O Projeto de Lei (PL) nº 2.703/2022, do deputado federal Celso Russomanno (Republicanos-SP) e com relatoria do deputado Beto Pereira (PSDB-MS), visa alterar a Lei nº 14.300/2022 (marco legal da geração própria). O texto-base foi aprovado por 260 votos a 83.

A legislação sancionada no início deste ano prevê que a partir de 2023 os novos sistemas ligados à rede começarão a ser taxados.

Conforme publicado pelo Correio do Estado na edição de 9 de novembro, o projeto original tinha por objetivo postergar por um ano o início da cobrança. Fontes ouvidas pela reportagem afirmam que a mudança para seis meses de prorrogação foi um acordo entre as lideranças das Casas e que o projeto deve ser aprovado pelo Senado e sancionado pelo presidente em tempo. 

O presidente da associação Movimento Solar Livre (MSL), Hewerton Martins, acredita que os senadores aprovarão o texto.

“O projeto nasceu na audiência pública da defesa do consumidor, foi aprovado na terça-feira pela maioria na Câmara dos Deputados e, hoje [ontem], chegou ao Senado e está nas mãos do presidente da Casa, Rodrigo Pacheco, para determinação do relator. Acreditamos que vai para votação na próxima semana”. 

 O deputado federal Beto Pereira, que foi relator da pauta na Câmara, disse que agora é preciso celeridade para que a lei seja sancionada até o dia 7 de janeiro de 2023. 
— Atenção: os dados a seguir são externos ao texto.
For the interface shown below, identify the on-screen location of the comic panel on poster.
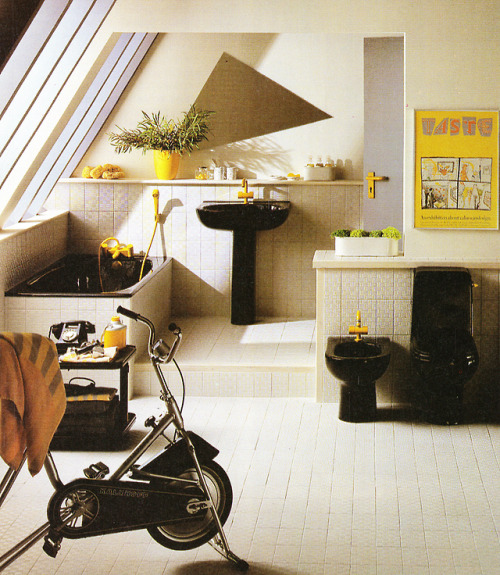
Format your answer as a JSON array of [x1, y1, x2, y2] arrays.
[[415, 111, 498, 229]]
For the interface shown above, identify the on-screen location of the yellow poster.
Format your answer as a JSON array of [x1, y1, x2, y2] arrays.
[[415, 110, 498, 229]]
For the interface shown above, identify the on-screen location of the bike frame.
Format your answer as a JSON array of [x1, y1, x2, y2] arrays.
[[0, 306, 248, 571]]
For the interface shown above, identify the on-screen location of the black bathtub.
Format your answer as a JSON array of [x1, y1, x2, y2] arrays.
[[5, 254, 169, 297]]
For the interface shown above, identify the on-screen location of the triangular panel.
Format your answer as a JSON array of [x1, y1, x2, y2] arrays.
[[196, 53, 331, 147]]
“Primeiro, quero destacar a participação do deputado Celso Russomanno, autor da proposta, e o embasamento técnico do Movimento Solar Livre. Agora, temos uma tarefa cumprida, que foi a aprovação do projeto no plenário da Câmara. Agora precisamos pedir celeridade na aprovação no Senado e, posterior à sua votação, precisamos da sanção antes do fim do prazo”. 

O marco legal da microgeração e minigeração foi sancionado em janeiro deste ano pelo presidente Jair Bolsonaro (PL). A lei determinava que projetos que protocolarem solicitação de acesso nas distribuidoras até 7 de janeiro ficariam isentos do pagamento pelo uso do fio (rede) e de encargos até 2045. Esse prazo muda para julho de 2023.

Para quem fizer a solicitação de instalação após essa data, haverá um prazo de transição gradual, até que passem a arcar com todos os encargos. O repasse começa em 15% em 2023 e sobe gradativamente até atingir 100% em 2029. 

PRORROGAÇÃO

Na avaliação da Associação Brasileira de Energia Solar Fotovoltaica (Absolar), o PL 2.703/2022 é um avanço nas garantias do direito do consumidor e um passo importante para preservar a aplicação do marco legal. 

De acordo com a associação, a lei aprovada em janeiro deste ano previa prazos e compromissos para cada uma das partes, entre eles, um prazo máximo de até 180 dias, contados da data de publicação, para sua integral regulamentação pela Agência Nacional de Energia Elétrica (Aneel) e implementação pelas concessionárias e permissionárias de distribuição de energia elétrica. 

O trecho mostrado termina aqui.